La música de ese comercial fue grabada en Filmocentro, productora audiovisual iniciada por Juan Francisco Vargas y los hermanos Carlos y Eduardo Tironi apenas meses después del golpe de Estado de 1973. Filmocentro fue activo en el rubro de los comerciales para TV y cine, pero también como centro de producción y edición de material documental contrario a la dictadura, y como estudio de grabación de decenas de discos de músicos y grupos chilenos para sellos como Alerce, desde el primer elepé de Eduardo Peralta en 1983 hasta el catálogo de jazz editado en los noventa por la etiqueta MDA, que era la abreviatura del productor Marcos de Aguirre. Un apellido de la casa. Ya en los años setenta trabajaba ahí Jaime de Aguirre, quien además de operar en la consola de sonido tocaba jazz junto a músicos del mismo entorno. Como los que firman, por ejemplo, el elepé Grupo Kámara con Osvaldo Díaz (1978).
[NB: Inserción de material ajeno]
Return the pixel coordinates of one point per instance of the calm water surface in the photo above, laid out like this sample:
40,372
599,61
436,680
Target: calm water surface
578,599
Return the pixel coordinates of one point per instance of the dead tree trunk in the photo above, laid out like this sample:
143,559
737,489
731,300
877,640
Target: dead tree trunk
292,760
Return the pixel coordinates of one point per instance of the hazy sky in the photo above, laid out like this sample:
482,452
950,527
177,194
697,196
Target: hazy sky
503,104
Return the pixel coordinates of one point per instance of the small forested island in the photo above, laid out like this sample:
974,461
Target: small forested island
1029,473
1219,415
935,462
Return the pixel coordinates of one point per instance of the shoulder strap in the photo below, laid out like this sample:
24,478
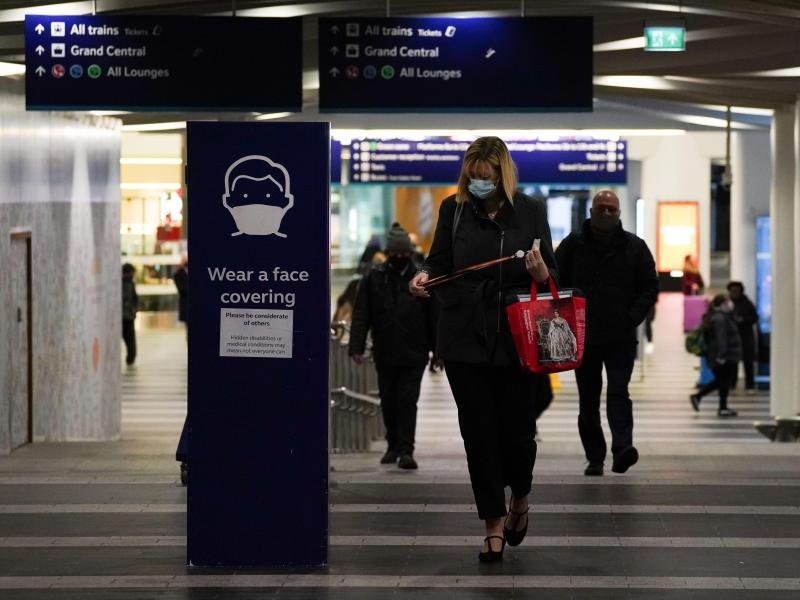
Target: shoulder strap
456,219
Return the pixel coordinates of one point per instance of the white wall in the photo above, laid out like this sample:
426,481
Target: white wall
678,168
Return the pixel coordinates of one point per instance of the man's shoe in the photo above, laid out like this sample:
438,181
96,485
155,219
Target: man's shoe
625,460
406,461
389,458
593,470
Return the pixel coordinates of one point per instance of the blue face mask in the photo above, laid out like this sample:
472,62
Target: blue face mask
481,188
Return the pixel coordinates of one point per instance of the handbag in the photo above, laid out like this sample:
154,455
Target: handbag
548,329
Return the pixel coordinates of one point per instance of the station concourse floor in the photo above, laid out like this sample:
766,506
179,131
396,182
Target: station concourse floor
712,510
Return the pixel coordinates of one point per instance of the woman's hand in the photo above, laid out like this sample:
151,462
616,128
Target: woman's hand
415,285
535,265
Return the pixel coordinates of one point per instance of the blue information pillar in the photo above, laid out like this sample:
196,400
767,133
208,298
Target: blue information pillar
258,343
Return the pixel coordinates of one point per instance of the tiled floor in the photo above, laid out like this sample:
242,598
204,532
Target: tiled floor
712,511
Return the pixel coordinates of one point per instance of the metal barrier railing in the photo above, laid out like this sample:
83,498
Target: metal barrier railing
355,419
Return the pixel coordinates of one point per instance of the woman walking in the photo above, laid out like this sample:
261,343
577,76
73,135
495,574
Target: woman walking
723,351
487,219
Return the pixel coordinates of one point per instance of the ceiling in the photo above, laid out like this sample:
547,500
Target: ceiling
744,53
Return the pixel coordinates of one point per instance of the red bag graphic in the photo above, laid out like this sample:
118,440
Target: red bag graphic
549,329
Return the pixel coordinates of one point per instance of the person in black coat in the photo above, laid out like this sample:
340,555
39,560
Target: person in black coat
723,352
487,219
402,335
616,272
745,316
130,306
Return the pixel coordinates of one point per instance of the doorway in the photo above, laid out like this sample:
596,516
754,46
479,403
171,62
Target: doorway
21,404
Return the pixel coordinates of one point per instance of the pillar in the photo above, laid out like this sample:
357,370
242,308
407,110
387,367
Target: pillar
783,391
796,266
750,165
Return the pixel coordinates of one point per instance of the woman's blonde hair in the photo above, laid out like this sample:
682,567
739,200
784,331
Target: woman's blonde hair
493,151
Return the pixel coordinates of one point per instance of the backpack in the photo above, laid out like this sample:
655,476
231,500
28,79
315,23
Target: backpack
695,342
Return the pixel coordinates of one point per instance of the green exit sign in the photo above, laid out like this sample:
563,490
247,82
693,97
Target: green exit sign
664,39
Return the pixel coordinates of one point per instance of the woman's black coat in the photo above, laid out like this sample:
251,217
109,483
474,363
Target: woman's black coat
472,326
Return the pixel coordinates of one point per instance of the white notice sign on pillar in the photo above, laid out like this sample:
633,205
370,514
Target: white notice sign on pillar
255,333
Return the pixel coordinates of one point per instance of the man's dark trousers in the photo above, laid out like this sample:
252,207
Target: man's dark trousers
748,358
618,358
399,390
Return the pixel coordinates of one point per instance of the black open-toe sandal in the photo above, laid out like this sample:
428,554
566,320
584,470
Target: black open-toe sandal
492,555
514,537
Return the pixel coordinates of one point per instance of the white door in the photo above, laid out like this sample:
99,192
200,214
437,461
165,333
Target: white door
20,352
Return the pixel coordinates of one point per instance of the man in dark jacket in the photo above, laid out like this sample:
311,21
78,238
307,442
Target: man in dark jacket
402,335
130,305
745,316
616,272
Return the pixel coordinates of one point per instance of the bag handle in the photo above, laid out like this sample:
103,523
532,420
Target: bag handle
550,282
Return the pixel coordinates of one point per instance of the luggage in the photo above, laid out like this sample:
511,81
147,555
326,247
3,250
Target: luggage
548,329
694,307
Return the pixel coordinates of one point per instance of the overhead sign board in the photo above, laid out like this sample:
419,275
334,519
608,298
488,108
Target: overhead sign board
416,64
163,63
438,160
664,39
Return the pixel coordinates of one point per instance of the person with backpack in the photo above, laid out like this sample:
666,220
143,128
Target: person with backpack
403,332
723,351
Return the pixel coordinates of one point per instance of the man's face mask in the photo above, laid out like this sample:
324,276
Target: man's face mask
481,188
604,219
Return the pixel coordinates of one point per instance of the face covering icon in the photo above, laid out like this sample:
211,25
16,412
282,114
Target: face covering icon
258,195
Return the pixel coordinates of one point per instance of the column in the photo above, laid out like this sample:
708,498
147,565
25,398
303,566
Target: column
795,274
783,392
750,165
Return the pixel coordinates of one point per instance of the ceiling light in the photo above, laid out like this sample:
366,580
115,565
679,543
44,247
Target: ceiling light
712,122
626,44
789,72
151,185
155,126
740,110
62,8
7,69
642,82
296,10
108,113
267,116
149,160
346,135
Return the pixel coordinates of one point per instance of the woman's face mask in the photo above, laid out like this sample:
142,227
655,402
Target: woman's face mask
482,188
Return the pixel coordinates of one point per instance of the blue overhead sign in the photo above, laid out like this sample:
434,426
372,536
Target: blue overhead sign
163,63
258,343
413,64
438,160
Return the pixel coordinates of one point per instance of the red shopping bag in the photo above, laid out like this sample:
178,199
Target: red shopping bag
549,329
Era el segundo disco de Osvaldo Díaz, cantante chileno popularizado por canciones impacto de la época como «Los carasucias» (de Luis «Poncho» Venegas) y «Reflexiones» (de María Angélica Ramírez), y sí, popularizado también casi como mito urbano por haber olvidado la letra de una canción en alguna actuación de esos años. Y a sus espaldas está en ese long play el Grupo Kámara, conjunto de jazz fusión integrado por César Gutiérrez en piano, Edgardo Riquelme en guitarra, Patricio Ramírez en flauta y saxo, Jaime de Aguirre en bajo y contrabajo y Jaime O’Ryan en batería, según los créditos. Así figuran todos retratados en el diseño de esa carátula firmada por Luis Albornoz, quien venía de sumar la mejor experiencia junto a los hermanos Vicente y Antonio Larrea en el memorable catálogo gráfico de discos publicados por sellos como Dicap antes del golpe.
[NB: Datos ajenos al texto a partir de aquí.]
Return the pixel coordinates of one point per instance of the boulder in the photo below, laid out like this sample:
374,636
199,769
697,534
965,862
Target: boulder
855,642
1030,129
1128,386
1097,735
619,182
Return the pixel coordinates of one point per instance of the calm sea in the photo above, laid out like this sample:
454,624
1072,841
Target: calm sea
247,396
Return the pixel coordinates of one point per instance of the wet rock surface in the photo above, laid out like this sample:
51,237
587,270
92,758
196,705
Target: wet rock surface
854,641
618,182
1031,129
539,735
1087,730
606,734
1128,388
Jaime de Aguirre está en el tope de la ilustración junto al mástil del contrabajo. Que años más tarde fuera a componer la música de la canción del No para el plebiscito de 1988, y que luego avanzara a cargos gerenciales en Televisión Nacional y en Chilevisión son otras historias, o tal vez capítulos de una misma historia, por qué no. Lo cierto es que de trabajos así vivía también Filmocentro en esos días tempranos. Eran músicos, les gustaba el jazz, lo que estaba en boga era el jazz rock, y si había que hacer un jingle iba a sonar así, entre rock y jazz, entre funky y latino. Y sin palabras.
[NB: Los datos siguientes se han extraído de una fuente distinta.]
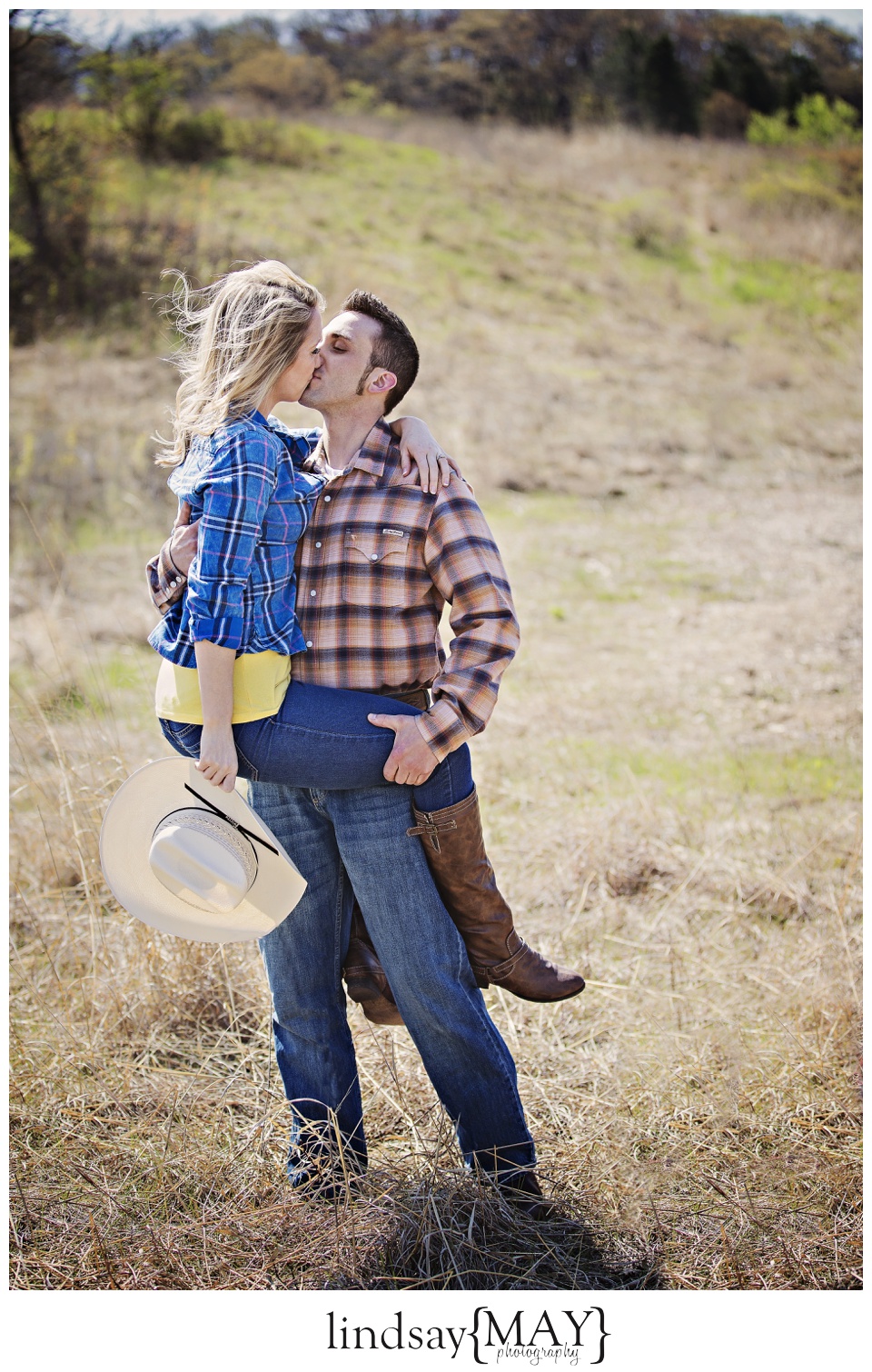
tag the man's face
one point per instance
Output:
(343, 361)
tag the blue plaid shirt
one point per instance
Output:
(248, 484)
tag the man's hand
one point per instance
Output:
(411, 761)
(184, 540)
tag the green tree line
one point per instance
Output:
(164, 94)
Si no fuera por la capacidad de YouTube para despejar cualquier misterio nostálgico, sería bien posible haber olvidado si la marca era Milo o no, a fin de cuentas. Cómo saberlo, si no hay un estribillo para cantar. Y poco importa en realidad. Eso podría ser lo más lindo de la publicidad, si vale un adjetivo así aplicado a algo tan banal como un comercial de televisión: que la imagen del spot sea tan inolvidable, que la anécdota del argumento sea tan divertida o que la música de fondo sea tan recordable que la marca termine por pasar sin pena ni gloria al olvido.